Former southern belle Dusty has more in common with former southern belle Dee Dee than just the Munchausen by proxy. Dusty actually poisoned Infinity’s mother in the show, killing her. Dee Dee’s family has accused her of neglecting her own mom toward the end of her life and have speculated that Dee Dee may have killed her.
Then, there’s the character of Ricardo, played by Benjamin Barrett. (He’s got another tangential true crime tie: he played serial killer Richard Ramirez in the 2016 film “The Night Stalker.”)
His inability to grasp some basic fundamentals of life and his devotion for his girlfriend draw parallels to Nicholas Godejohn, who killed Dee Dee in real life. He and Gypsy had met on a Christian dating site and, as Dee Dee “did not approve of Gypsy being romantically involved with anyone,” according to court documents obtained by Oxygen.com, the couple unsuccessfully tried to convince Dee Dee that they should be together. Before Godejohn stabbed his girlfriend’s mom to death in 2015, resulting in his life sentence earlier this year, the pair would exchange sexualyl-charged video chats with one another. After the killing of Dee Dee, they filmed a post-sex video together. Ricardo and Infinity film a few tapes of their own in the show.
Godejohn, like Ricardo, was often treated as not very bright.
“From the very first day when I was in kindergarten all the way to twelfth grade, every single one of those days I was in special education,” Nick Godejohn said on “Killer Couples: Gypsy Rose & Nick: A Love to Kill For.” He went on to say “the weird thing, though, is that even though I was in special education throughout that entire time, I was considered one of the smartest children in the classrooms that I was in, just because of my high-functioning autism, Asperger syndrome.”
Psychologist Kent Franks testified at a 2016 hearing that he has more the mind of a child than an adult, according to a 2016 report by KY3 in Springfield, Missouri. He said that after two mental evaluations on Godejohn, he determined that the killer is on the autism spectrum with an IQ of 82 and the functionality equivalent to that of a 10-year-old.
In “The Politician,” Dusty does allow Infinity to date and Ricardo is often at their home. And, while Ricardo does allude to wanting to kill Dusty, he eventually works in cahoots with her in an attempt to kill Payton. Then, Dusty actually shoots him, before he is sentenced to life in prison.
After Dusty’s Munchausen by proxy is exposed, Infinity got famous, even earning herself a book deal. Gypsy has received her fair amount of fame, despite the fact that she remains, for now, behind bars.
Ricardo, Infinity and Payton also all star in their school’s musical “The Assassins,” which is a real play about all the real people who either assassinated or tried to assassinate presidents. The play’s characters include Lee Harvey Oswald who infamously assassinated President John F. Kennedy and John Wilkes Booth who assassinated President Abraham Lincoln. It also includes, among others, Samuel Byck who tried to kill President Richard Nixon and John Hinckley, Jr. who shot, but didn’t kill President Ronald Reagan.
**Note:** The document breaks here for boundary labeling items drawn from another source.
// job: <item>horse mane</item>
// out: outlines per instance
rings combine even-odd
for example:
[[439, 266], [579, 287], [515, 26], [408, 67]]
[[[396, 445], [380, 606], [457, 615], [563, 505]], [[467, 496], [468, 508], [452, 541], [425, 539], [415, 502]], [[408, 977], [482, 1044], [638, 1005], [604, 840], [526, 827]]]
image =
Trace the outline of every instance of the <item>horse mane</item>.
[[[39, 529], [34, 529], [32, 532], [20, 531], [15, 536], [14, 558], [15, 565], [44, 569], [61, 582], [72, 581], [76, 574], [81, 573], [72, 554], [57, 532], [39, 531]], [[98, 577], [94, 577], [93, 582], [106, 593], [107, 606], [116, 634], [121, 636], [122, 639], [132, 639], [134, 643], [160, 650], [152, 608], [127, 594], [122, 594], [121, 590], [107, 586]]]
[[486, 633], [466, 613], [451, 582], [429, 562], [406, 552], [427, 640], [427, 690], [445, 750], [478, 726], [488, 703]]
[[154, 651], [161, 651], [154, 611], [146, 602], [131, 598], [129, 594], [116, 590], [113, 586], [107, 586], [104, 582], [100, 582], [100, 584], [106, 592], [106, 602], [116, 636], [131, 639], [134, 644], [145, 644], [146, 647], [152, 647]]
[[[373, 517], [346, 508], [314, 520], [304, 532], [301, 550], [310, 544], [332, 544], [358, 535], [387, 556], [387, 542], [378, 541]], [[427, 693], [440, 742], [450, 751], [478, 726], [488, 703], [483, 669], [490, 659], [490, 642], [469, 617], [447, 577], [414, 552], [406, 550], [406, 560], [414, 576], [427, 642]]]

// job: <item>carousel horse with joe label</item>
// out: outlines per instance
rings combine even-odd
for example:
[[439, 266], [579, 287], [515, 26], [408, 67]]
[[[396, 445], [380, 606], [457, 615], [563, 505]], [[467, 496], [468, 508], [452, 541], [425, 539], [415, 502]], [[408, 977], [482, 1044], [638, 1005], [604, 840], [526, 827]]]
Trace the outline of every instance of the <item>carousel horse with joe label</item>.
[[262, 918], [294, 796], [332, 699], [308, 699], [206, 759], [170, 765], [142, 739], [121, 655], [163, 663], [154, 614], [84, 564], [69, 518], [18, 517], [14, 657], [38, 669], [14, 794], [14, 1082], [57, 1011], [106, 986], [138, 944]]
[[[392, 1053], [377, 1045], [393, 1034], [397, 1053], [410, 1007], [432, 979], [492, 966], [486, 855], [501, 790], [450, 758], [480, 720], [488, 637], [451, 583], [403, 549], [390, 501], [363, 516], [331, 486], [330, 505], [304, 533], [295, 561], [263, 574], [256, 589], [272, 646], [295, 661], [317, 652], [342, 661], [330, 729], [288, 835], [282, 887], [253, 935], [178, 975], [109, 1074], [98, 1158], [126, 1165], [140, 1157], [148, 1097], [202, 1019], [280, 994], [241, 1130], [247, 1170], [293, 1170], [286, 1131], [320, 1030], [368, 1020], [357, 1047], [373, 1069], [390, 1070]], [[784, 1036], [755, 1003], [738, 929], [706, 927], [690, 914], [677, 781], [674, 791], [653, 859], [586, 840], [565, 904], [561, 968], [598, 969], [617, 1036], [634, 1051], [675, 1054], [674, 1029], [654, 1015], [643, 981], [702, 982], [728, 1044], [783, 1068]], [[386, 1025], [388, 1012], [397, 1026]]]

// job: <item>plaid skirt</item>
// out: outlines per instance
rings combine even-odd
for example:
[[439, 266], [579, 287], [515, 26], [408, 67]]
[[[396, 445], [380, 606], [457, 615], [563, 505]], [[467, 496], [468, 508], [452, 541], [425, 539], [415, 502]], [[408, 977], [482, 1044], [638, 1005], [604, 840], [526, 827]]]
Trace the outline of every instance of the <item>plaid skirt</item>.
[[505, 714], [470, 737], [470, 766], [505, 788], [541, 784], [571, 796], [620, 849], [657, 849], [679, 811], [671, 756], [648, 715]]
Infinity plays Lynette "Squeaky" Fromme who tried to assassinate President Gerald Ford.
“It’s the best part of the show,” Infinity exclaimed about her role in the play.
Fromme wasn’t just a failed assassin. She was also part of the Manson Family, one of America’s most famous cults. The group, led by Charles Manson, was made up of mostly female followers including Fromme.
The group was behind a series of murders in California in 1969. They brutally killed pregnant actress Sharon Tate along with four of her friends a day before killing a another couple. Several of the victims were stabbed dozens of times.
While Fromme didn’t actively participate in any of the murders she spent 34 years in prison for her 1975 assasination attempt when she pointed a gun at the president. She was stopped by Secret Service agents before any shots were fired.